None of those tiresome factors of c^2 to remember! Mass, energy and momentum are all expressed in terms of the same natural unit of energy (usually, in particle physics, the GeV).  You can keep track of which is which by the simple expedient of using different names.

Velocities are, of course, always expressed as a fraction of c in this system so have no units.

In quantum theory we find energy E=\hbar \omega becomes E=\omega so energy is expressed in the same units as frequency. Energy is thus a measure of inverse time.  Momentum p =\hbar k becomes just p= k so momentum is an inverse length.  This is in accord with the various forms of Heisenberg’s Uncertainty Principle too:  \Delta p \Delta x \sim \hbar is \Delta p \Delta x \sim 1 and \Delta E \Delta t \sim \hbar becomes \Delta E \Delta t \sim 1. A particle with a finite lifetime thus has a finite energy width which is inversely proportional to the lifetime. It makes sense to use energy units for both of these things.

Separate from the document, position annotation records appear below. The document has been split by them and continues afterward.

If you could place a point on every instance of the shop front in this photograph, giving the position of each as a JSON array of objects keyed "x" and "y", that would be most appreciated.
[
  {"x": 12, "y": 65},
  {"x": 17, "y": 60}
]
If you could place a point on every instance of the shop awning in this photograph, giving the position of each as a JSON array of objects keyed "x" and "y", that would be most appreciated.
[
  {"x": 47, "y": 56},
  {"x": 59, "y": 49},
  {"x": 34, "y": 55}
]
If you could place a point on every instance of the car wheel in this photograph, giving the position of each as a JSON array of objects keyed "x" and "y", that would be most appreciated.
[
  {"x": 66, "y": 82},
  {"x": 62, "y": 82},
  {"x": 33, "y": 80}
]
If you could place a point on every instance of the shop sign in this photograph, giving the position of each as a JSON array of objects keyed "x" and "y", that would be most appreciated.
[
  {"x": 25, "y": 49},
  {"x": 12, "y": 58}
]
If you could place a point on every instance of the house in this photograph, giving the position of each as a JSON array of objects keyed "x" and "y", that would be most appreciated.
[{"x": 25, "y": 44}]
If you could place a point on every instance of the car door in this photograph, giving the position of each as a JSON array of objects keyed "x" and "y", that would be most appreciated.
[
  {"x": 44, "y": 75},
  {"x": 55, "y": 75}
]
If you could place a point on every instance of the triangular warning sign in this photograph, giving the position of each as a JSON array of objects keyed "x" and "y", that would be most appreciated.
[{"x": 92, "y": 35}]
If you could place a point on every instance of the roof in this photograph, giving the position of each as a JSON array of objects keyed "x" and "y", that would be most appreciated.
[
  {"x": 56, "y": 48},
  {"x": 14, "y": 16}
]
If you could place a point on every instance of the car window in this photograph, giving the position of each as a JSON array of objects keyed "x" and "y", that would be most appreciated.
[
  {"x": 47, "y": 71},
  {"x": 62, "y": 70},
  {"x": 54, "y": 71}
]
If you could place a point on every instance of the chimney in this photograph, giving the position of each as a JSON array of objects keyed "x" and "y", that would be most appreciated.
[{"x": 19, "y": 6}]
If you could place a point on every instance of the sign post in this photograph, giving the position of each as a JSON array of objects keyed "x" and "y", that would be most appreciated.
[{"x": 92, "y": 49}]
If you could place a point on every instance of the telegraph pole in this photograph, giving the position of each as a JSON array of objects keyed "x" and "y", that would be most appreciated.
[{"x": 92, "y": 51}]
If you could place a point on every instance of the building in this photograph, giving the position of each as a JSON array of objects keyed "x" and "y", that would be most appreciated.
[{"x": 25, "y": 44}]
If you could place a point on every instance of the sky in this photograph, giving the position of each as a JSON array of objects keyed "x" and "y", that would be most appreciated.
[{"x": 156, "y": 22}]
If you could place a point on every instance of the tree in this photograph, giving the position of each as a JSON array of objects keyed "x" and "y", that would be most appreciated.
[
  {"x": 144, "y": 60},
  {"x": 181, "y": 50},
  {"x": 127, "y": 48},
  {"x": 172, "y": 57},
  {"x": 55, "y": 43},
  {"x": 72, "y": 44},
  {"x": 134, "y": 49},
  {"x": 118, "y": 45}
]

As an extra bonus we can dispense with the clumsy way that electromagnetism is handled in the SI system by noting that

\frac{e^2}{4\pi \epsilon_0 \hbar c} \equiv \alpha\simeq \frac{1}{137}

is dimensionless. In the SI system the coulomb force between two electrons is \frac{e^2}{4\pi \epsilon_0 r^2} whereas in natural units it is just \frac{\alpha}{r^2}, which is much nicer. Incidentally, the strange quantity \epsilon_0 that appears in the SI version is called the permittivity of free space. Nice name, but I wonder what it means?

The dimensionless quantity \alpha on the other hand, has a very clear  physical meaning: it is the fine structure constant,  a coupling constant that measures the strength of the electromagnetic interaction.

Some people – including emeritus professors of observational astronomy – object to natural units because they hide the units that things are expressed in. They don’t actually. What they do is express things in units that are better geared to the physics. In any case, if you want to convert back to SI units you can always do so straightforwardly with a little bit of dimensional analysis. This is necessary if you have to talk to engineers and the like, perhaps so they can build you a particle accelerator, but in the more elevated company of particle physicists you should definitely follow proper etiquette and keep your units natural.